M. ohione females must either release (hatch) embryos
upstream, with the first-stage (non-feeding) larvae drifting down to the sea OR the females
may simply make the trip themselves, migrating downstream to estuaries
to hatch the embryos for larval development in the sea. We studied
both the female downstream migration as well as the "return" upstream juvenile
migration from the sea after larval development. This research is significant
not only for understanding the evolution of amphidromous life cycles but
also to determine how human impacts on these migrations may have caused
the decline of this ecologically and commercially important river species.

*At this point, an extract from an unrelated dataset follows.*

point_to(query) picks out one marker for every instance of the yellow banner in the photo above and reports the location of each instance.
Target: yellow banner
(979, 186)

If human impacts are responsible, our work may contribute to the conservation
of the species where it is still abudant and to its restoration in northern
parts of its range where it was once so important. Our work was supported
by the NOAA Louisiana Sea Grant College Program, which we gratefully acknowledge
(grant No. NA06OAR4170022, Project No. R/SA-04 to RTB and Louisiana State
University and the University of Louisiana, Lafayette. Statements, findings,
conclusions, and recommendations are those of the authors and do not necessarily
reflect the views of Louisiana Sea Grant or the U.S. Department of Commerce).
Larval Biology
We studied larval requirements to answer the questions: how long can hatching (stage 1) larvae drift downstream in fresh water before encountering the saltwater necessary for further development? What is the optimal salinity for the critical stage 1 to molt to the first feeding stage-2 molt? This helped us to determine whether females must migrate all the way to the correct salinity in estuaries to hatch larvae and/or whether they can simply migrate to within a larval "drifting distance" upriver to release the stage-1 larvae.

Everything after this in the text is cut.